Мама, которая, вероятно, собиралась запротестовать по миллиону разных причин и, наверное, тоже хочет поехать с нами – не столько ради того, чтобы утешить Карлу, а просто чтобы заехать ей по лицу или еще что, – выглядит, словно ее разрывает пополам это решение.
– Мам, мы же были лучшими подругами целую вечность, – добавляю я.
– И ты не можешь оставить Логана одного, – замечает папа.
Мама сейчас очень переживает за безопасность, что вполне можно понять. Даже если Патрик за решеткой и если он стоит за моим похищением, он вряд ли единственный жадный псих на планете. Она однозначно не оставит Логана одного. Мама напряженно кивает.
48
Эмили
Мы едем к Пирсонам в тишине. Папа смотрит на дорогу, выглядя напряженным, нервным. Все теперь постоянно так выглядят. Мы не так много времени провели наедине с тех пор, как он нашел меня в том сарае. Вообще нисколько, на самом деле. Если я вхожу в комнату, и там только он, он тут же придумывает оправдание, чтобы уйти: говорит, что ищет книгу почтитать или что ему нужно отлучиться по делам. Ему явно со мной неуютно. Я понимаю. Мне с ним тоже не так уж легко.
Это из-за беременности.
Папа со мной об этом не разговаривал. Ни разу не упоминал. Я понимаю. Он видел, как мой ребенок растекся кровотечением по всему моему костюму – он не может спрятаться от факта, что его принцесса занималась сексом.
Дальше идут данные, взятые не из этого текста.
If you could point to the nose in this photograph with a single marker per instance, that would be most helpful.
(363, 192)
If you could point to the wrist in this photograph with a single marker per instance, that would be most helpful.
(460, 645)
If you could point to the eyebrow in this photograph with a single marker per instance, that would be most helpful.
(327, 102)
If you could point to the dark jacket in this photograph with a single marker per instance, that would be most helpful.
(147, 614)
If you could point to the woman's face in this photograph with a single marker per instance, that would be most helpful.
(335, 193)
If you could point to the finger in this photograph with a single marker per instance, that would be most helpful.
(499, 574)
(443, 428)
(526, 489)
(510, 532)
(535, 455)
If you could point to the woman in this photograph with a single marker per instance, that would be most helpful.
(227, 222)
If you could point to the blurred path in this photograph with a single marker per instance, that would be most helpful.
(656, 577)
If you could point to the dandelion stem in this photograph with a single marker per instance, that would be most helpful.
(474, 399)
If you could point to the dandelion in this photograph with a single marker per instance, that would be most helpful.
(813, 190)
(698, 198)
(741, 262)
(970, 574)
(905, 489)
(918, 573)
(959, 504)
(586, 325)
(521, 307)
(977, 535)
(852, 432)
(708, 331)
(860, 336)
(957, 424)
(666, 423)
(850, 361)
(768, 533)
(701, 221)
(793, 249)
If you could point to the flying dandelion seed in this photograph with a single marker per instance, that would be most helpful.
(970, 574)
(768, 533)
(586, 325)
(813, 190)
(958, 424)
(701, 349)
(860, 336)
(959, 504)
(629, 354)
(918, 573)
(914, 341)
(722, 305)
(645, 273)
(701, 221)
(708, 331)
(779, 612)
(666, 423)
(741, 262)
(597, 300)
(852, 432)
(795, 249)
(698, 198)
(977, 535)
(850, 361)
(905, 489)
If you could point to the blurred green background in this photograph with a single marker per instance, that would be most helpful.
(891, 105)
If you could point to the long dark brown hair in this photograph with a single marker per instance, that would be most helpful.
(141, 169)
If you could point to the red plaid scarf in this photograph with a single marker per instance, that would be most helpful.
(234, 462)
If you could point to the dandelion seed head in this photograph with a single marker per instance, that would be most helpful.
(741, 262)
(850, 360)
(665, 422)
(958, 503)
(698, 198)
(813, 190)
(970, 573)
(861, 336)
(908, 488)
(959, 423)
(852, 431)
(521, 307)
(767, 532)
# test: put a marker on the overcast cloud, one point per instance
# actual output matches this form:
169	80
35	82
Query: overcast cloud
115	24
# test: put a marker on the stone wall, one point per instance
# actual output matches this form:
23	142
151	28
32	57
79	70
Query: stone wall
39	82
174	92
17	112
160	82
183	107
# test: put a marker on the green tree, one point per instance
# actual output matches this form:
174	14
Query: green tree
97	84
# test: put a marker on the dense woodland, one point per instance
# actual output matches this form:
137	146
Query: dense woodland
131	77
Я сглатываю слюну, пожевывая внутреннюю часть щеки, как жвачку. Это помогает мне не расплакаться. Я точно не знаю, злится ли папа, что я занималась сексом. То есть в обычных обстоятельствах он был бы в ярости, в чистой ярости. Но все так сложно. Может, он не столько злится, сколько грустит оттого, как все закончилось. Я не знаю. Мама говорит, ему плохо, типа, очень, очень плохо. Папочки должны защищать своих маленьких девочек, верно? Она говорит, что ей тоже плохо. Она плакала, когда сказала мне это.
– Нам так жаль, что недостаточно присматривали за тобой, не уберегли тебя.
Она повторяла это снова и снова. Не то чтобы они виноваты, ведь это не они побили меня и затолкали в фургон. Я думаю, хорошо, что я пока не стану матерью. Я правда не смогла бы справиться с постоянным чувством вины и самобичеванием, которые, очевидно, сопровождают родительство.
Я не могу стерпеть молчания, поэтому спрашиваю у папы:
– Думаешь, он это сделал?
– Полиция явно так думает.
– Но зачем ему это? Зачем ему такое со мной делать?
Патрик, типа, не такой хороший папа для Меган и ее братьев, как мой – для нас с Логаном. Он не шутит и не делает горячий шоколад, когда у нее с ночевкой остаются подруги. Он не встает утром по субботам и не предлагает что-то веселое вроде поездки в веревочный парк или в Лондон на шоппинг, он нечасто с ней разговаривает. Мой папа все это делает (ну, разговоры пока временно на паузе, но обычно!). Патрика часто не было – он уезжал на работу до того, как Меган проснется, возвращался домой поздно, ослаблял галстук и просил Карлу принести ему напиток таким тоном, который заставлял всех детей, оказавшихся рядом – своих или гостей – почувствовать, что им нужно пойти в другую комнату, что мы ему мешали. Казалось, работа для него была важнее семьи. Я знаю, Меган всегда считала, что мой папа лучше, чем ее, но Патрик, типа, не был и самым худшим. Он покупал ей крутые вещи, помогал с домашним заданием по математике. Типа, он не был совсем дерьмовым отцом. Или, по крайней мере, до этого момента. Похищение, незаконное лишение свободы, вымогательство – все это совсем дерьмово. Это новый уровень дерьмовости.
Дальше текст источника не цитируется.